Sometimes it seems that we can only feel seen on the smallest of screens, seeking contentment through content and finding instead its restless antonym. Now, in fact, is the summer of our discontent, and Morys DaviesScreen Time, in which his debut collection (exhibited originally at Kerb) is given living room over three floors of Kelvin Street’s slender Saan1 galleries, takes a well-aimed swipe at its sources.

As serious as their subtext might be, the best of the pieces on show tend to marry a directness born of simplicity – Davies cites the minimalistic approach of Brian Eno as one of his inspirations – with a corresponding playfulness. A phone of the older school is encased in concrete, literalising its colloquial dismissal as a ‘brick’. Nor is this the only instance of Davies doubling down on definitions; even the exhibition’s title makes play with the screenprinting techniques he has used to produce many of the works.

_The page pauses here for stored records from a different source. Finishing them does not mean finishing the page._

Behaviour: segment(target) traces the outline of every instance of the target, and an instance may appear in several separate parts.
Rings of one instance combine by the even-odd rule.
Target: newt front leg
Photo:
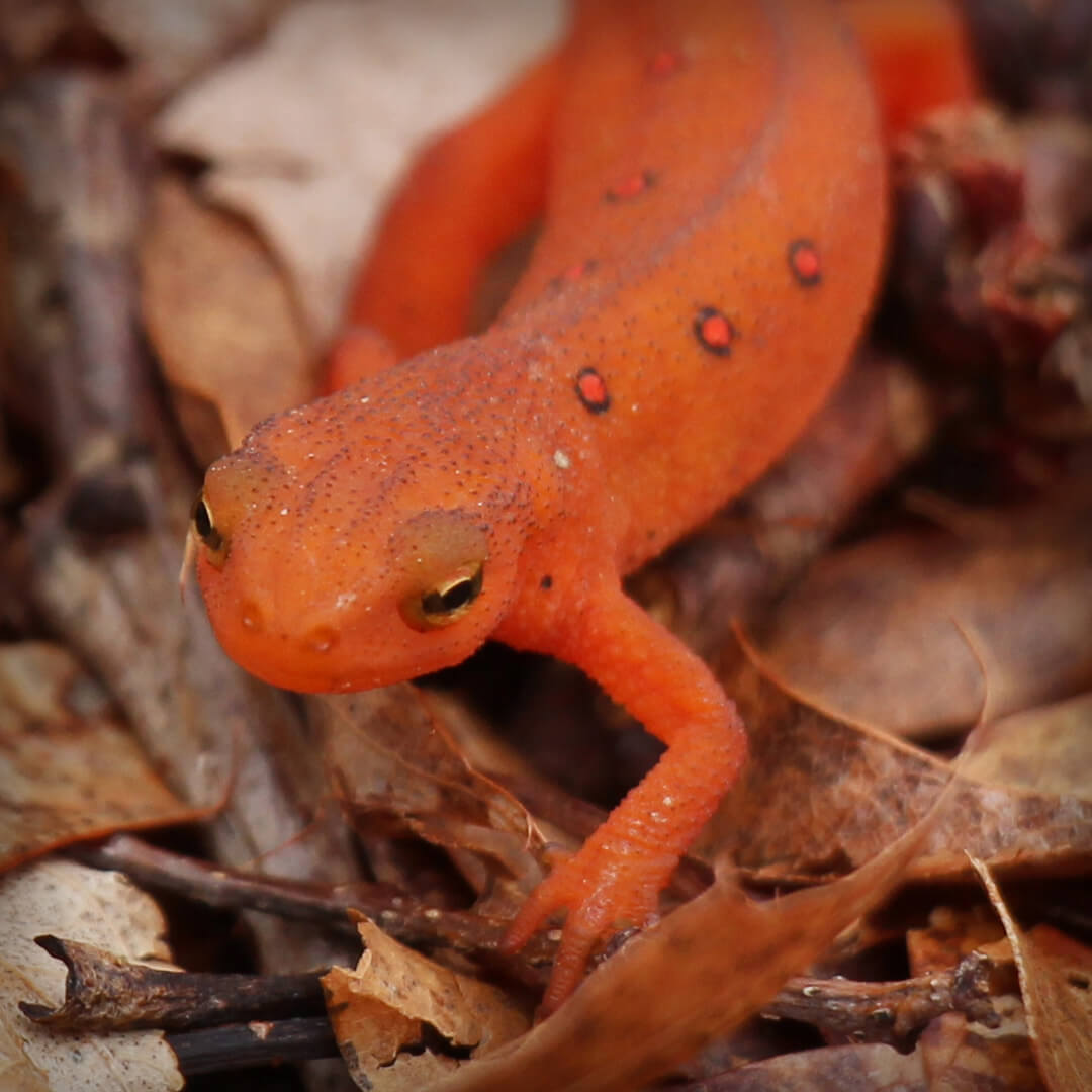
[[[509,927],[502,947],[514,952],[568,911],[545,1012],[575,989],[597,941],[654,918],[661,890],[747,755],[739,714],[710,669],[620,589],[595,596],[579,631],[550,652],[578,664],[667,750]]]

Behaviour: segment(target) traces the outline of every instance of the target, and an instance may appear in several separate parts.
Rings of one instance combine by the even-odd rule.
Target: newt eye
[[[190,512],[190,523],[193,526],[193,533],[209,550],[209,560],[217,569],[223,568],[224,562],[227,560],[227,539],[217,530],[212,508],[210,508],[203,492],[193,501],[193,509]]]
[[[479,561],[463,566],[424,594],[407,596],[402,603],[402,617],[420,632],[450,626],[466,614],[480,594],[484,573],[485,567]]]

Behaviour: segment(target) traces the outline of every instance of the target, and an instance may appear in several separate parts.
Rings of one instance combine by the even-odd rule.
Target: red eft
[[[892,36],[877,4],[918,14]],[[212,622],[261,678],[361,690],[494,638],[578,665],[667,744],[511,925],[517,950],[568,911],[546,1009],[653,917],[746,756],[621,580],[785,451],[858,336],[887,194],[854,8],[881,66],[924,27],[889,126],[969,96],[934,0],[579,2],[557,54],[411,174],[334,353],[355,382],[259,425],[194,506]],[[461,337],[474,275],[543,209],[499,320]]]

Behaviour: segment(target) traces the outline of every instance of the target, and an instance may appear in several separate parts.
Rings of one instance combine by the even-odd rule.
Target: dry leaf
[[[54,645],[0,648],[0,867],[198,815],[159,781],[98,685]]]
[[[157,1092],[180,1089],[178,1061],[161,1032],[57,1034],[20,1001],[59,1007],[64,966],[34,942],[57,934],[132,960],[164,960],[166,926],[155,903],[118,873],[66,860],[0,879],[0,1088],[4,1092]]]
[[[322,984],[339,1045],[360,1088],[423,1088],[453,1068],[450,1057],[419,1054],[425,1024],[453,1046],[472,1047],[475,1056],[526,1030],[526,1018],[502,990],[434,963],[367,918],[358,928],[360,961],[352,971],[333,968]],[[407,1047],[418,1056],[401,1056]]]
[[[257,35],[287,0],[81,0],[98,28],[130,56],[140,96],[158,97]]]
[[[722,878],[631,940],[548,1020],[437,1090],[610,1092],[667,1072],[758,1011],[878,905],[934,816],[827,887],[756,903]]]
[[[1049,926],[1024,933],[982,860],[973,860],[1020,972],[1028,1029],[1052,1092],[1092,1088],[1092,950]]]
[[[1089,512],[997,518],[986,541],[898,533],[828,554],[758,638],[762,657],[809,704],[903,735],[1072,693],[1092,679]]]
[[[270,414],[313,396],[314,354],[283,272],[245,225],[164,179],[140,258],[144,322],[167,381],[219,414],[222,435],[210,437],[185,413],[192,403],[181,404],[202,463],[237,447]]]
[[[922,1034],[916,1054],[934,1087],[982,1092],[996,1088],[1012,1092],[1041,1092],[1043,1082],[1028,1037],[1023,1006],[1017,993],[1014,971],[1005,930],[988,906],[969,911],[938,909],[926,929],[912,929],[906,937],[914,974],[937,974],[953,968],[972,951],[988,952],[994,968],[993,1009],[996,1026],[969,1021],[949,1012],[934,1020]],[[1011,983],[1007,980],[1011,978]]]
[[[1092,695],[982,725],[960,769],[977,781],[1092,799]]]
[[[439,715],[442,703],[401,686],[327,696],[312,708],[331,780],[357,822],[393,820],[454,852],[476,891],[508,890],[512,913],[517,892],[505,877],[525,892],[542,876],[530,853],[535,834],[512,796],[468,763]]]
[[[412,152],[522,71],[561,11],[556,0],[297,4],[260,49],[174,102],[159,142],[213,161],[207,191],[261,225],[323,342]]]
[[[704,844],[765,881],[815,880],[867,860],[925,814],[950,775],[949,763],[905,740],[799,704],[750,665],[724,682],[753,728],[751,753]],[[1068,750],[1043,757],[1070,760]],[[1092,802],[961,776],[911,870],[965,877],[964,851],[998,867],[1071,868],[1092,853]]]

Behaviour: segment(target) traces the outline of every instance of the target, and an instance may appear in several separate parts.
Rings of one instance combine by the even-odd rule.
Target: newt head
[[[290,690],[459,663],[505,616],[525,534],[507,428],[441,412],[411,366],[259,425],[193,506],[225,651]]]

A case in point is the triptych of iPhone cases, their carapaces overprinted with images of cockroaches, implying at one and the same time the kind of nuclear imperviousness that might in theory survive the species that manufactured them, as well as a transformation on a Kafkaesque scale, a reduction of homo sapiens to something less thinking and more insectile. By way of contrast, a human skeleton, laid out against a reflective surface, regards its own image with hypnotised complacency, mirrored in the screen of its handheld device. Naturally, it’s difficult to look at the piece without also seeing yourself.

Arguably the most fully-realised work, however, lies in wait on the top floor of the exhibition, like some dark flower in Manchester’s Saan1 attic. The most incisive of Davies‘ double-edged puns, Parent Of The Year suspends a mobile made from pastel-hued mobiles over the crib of an infant bearing more than a passing resemblance to Chucky, the possessed doll of the Child’s Play franchise. Wide awake, the child is incompletely pacified by the phone that has been pressed into its clutches like the 21st century equivalent of a dose of laudanum. The laughter it evokes is the humour of the gallows, one that sticks in the throat at the realisation that the hanging toy is not entirely unlike a noose.

It’s a jarring reminder of the metaphor of time being something to kill, and, by extension, of how a technology that promises symbiosis can suck away the waking hours like a leech. Insatiable, its hunger scrolls inexhaustibly on, wanting to see a reflection of some kind, because it has none of its own.

As a body of work, Screen Time feels like an act of resistance, an act of emancipation on behalf of all those who are slave to the algorithm.

Don’t forget to ‘like’ and ‘follow’.